Un expert d'assuré poursuivi pour escroquerie
«Le mécanisme de l’escroc» consiste selon le procureur à «faire croire à la juridiction qu’elle n’est pas capable de comprendre». Cette définition a été exposée par le procureur pour qualifier le comportement de XK, convoqué jeudi dernier devant le tribunal de proximité de Saint-Martin pour des faits d’escroquerie au préjudice de RL.
RL, âgé de 77 ans, est – via une SCI – propriétaire d’une villa à Saint-Martin. Résident à l’étranger, il a mandaté localement une agence spécialisée dans la location et l’entretien de villas, pour s’occuper de la sienne. En 2017, la villa est partiellement détruite par le passage d’Irma, l’agence sollicite XK en sa qualité d’expert d’assuré pour le compte de son client. XK visite la villa puis entame les démarches avec l’expert d’assurance.
En décembre 2017, XK fait à RL une proposition d’achat de ladite villa d’un montant de 870 000 euros. Il estime qu’il s’agit de «la valeur du bien une fois rénové». Dans la promesse de vente, il stipule en outre que l’indemnité que la compagnie d’assurance versera, devra lui revenir afin qu’il puisse effectuer les travaux de réparation. Les deux parties signent le document mais la vente n’aboutira jamais.
Plusieurs mois plus tard, RL débarque à Saint-Martin et pense avoir été victime d’une escroquerie de la part de XK et de l’agence de location. Il dépose plainte à la gendarmerie en décembre 2018.
Selon les éléments du dossier, l’agence a indiqué à RL qu’il toucherait environ 80 000 euros ou 150 000 euros* d’indemnité d’assurance ; le faible montant face à la proposition d’achat de XK, l'a poussé à accepter l’offre de vente. Or l’indemnité de la compagnie d’assurance s’élève à quelque 765 000 euros. Un acompte d’un montant de 542 000 euros est versé à l’agence qui le transfère directement à XK qui souhaite débuter les travaux. Or, XK n’est pas encore propriétaire puisque l’acte de vente n’est pas encore signé.

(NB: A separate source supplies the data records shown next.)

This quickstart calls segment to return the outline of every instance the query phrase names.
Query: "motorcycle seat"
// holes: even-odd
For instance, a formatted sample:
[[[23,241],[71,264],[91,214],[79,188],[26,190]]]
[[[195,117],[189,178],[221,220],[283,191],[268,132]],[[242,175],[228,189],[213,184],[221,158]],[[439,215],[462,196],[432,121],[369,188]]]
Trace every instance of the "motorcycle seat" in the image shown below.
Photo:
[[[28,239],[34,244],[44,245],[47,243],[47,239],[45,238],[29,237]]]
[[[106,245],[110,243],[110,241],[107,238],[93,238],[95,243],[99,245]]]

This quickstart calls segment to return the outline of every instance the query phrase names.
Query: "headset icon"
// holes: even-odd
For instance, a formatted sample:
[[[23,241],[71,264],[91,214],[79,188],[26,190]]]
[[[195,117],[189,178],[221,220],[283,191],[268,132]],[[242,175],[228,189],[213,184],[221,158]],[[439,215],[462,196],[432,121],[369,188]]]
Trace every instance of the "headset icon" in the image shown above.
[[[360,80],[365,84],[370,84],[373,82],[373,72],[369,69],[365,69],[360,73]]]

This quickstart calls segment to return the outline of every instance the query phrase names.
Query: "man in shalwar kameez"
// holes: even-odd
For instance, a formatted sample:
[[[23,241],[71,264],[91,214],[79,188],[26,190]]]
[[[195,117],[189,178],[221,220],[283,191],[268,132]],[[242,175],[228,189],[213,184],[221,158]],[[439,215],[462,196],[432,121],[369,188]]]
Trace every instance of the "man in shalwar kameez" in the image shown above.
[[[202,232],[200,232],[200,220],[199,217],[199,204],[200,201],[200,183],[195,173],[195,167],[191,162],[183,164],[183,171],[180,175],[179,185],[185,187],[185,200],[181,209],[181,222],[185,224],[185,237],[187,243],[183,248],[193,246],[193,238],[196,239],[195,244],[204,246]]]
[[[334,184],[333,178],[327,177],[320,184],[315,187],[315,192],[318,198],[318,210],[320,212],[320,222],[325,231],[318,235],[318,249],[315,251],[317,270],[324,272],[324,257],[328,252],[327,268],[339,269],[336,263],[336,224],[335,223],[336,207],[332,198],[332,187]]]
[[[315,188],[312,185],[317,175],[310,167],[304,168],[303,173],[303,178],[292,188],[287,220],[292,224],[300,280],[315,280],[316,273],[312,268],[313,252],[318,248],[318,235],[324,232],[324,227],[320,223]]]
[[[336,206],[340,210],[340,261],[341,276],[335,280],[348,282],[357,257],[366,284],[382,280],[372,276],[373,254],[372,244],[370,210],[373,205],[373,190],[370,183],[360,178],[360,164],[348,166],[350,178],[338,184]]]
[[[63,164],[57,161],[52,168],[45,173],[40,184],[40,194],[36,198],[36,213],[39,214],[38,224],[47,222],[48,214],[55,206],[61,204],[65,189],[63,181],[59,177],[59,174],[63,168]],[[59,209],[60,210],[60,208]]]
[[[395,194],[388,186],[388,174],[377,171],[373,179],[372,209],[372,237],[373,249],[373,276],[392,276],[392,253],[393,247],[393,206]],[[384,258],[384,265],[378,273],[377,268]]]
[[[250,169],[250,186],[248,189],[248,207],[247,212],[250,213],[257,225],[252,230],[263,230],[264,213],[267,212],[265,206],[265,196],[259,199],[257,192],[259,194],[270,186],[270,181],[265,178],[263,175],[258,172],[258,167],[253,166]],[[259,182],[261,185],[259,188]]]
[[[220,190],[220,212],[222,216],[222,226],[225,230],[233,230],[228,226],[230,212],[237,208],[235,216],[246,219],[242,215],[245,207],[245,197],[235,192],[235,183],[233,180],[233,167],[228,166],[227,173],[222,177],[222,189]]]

Le tribunal s’étonne d’une part que l’indemnité soit versée à l’agence et non pas directement à l’assuré. D’autre part il observe que XK avait la possibilité d’acquérir une maison évaluée à 870 000 euros sans en payer l’intégralité du prix.
«- L'indemnité d’assurance aurait en fait couvert le prix d’achat de la maison ?, fait remarquer le tribunal au prévenu,
- Au moment où j’ai fait l’offre en décembre 2017 je n’avais aucune idée du montant qui serait inscrit dans le rapport de l'assurance en mai 2018, répond-il.
- Vous êtes expert d’assuré, c’est votre métier… Vous aviez quand même une idée du montant des dégâts !,
- Non pas du tout ! »
XK insiste en affirmant que sa manœuvre est légale. Mais de reconnaître qu’elle «choque les gens». «Mais moi, ça ne me gêne pas», confie-t-il. Ce type d’action est «tout à fait normal», veut-il faire comprendre. C’est le «mécanisme de l’escroc» selon le procureur.
Par ailleurs le propriétaire de la villa a constaté à son arrivée sur l’île que des tableaux dont la valeur garantie est de 60 000 euros chacun, , avaient disparu de la villa. XK l’a aussitôt rassuré en lui disant qu’il les avait mis à l’abri dans un conteneur loué par sa propre société d’expert assuré. Jeudi à la barre du tribunal, XK a souligné que «c’était des croûtes » et qu’il n’avait pas l’intention de les subtiliser. Il les avait enlevés pour qu'ils ne soient pas pillés.
Le procureur a requis une peine de neuf mois de prison avec sursis et une amende de 10 000 euros à l'encontre de XK. Le jugement a été mis en délibéré, il sera rendu le 25 novembre.
Dans cette affaire une représentante de la société de location et d’entretien de villas était aussi poursuivie pour abus de confiance. Mais le décès de celle-ci a eu pour effet d’éteindre l’action publique à son encontre.
* Les deux montants sont évoqués au cours de l’audience.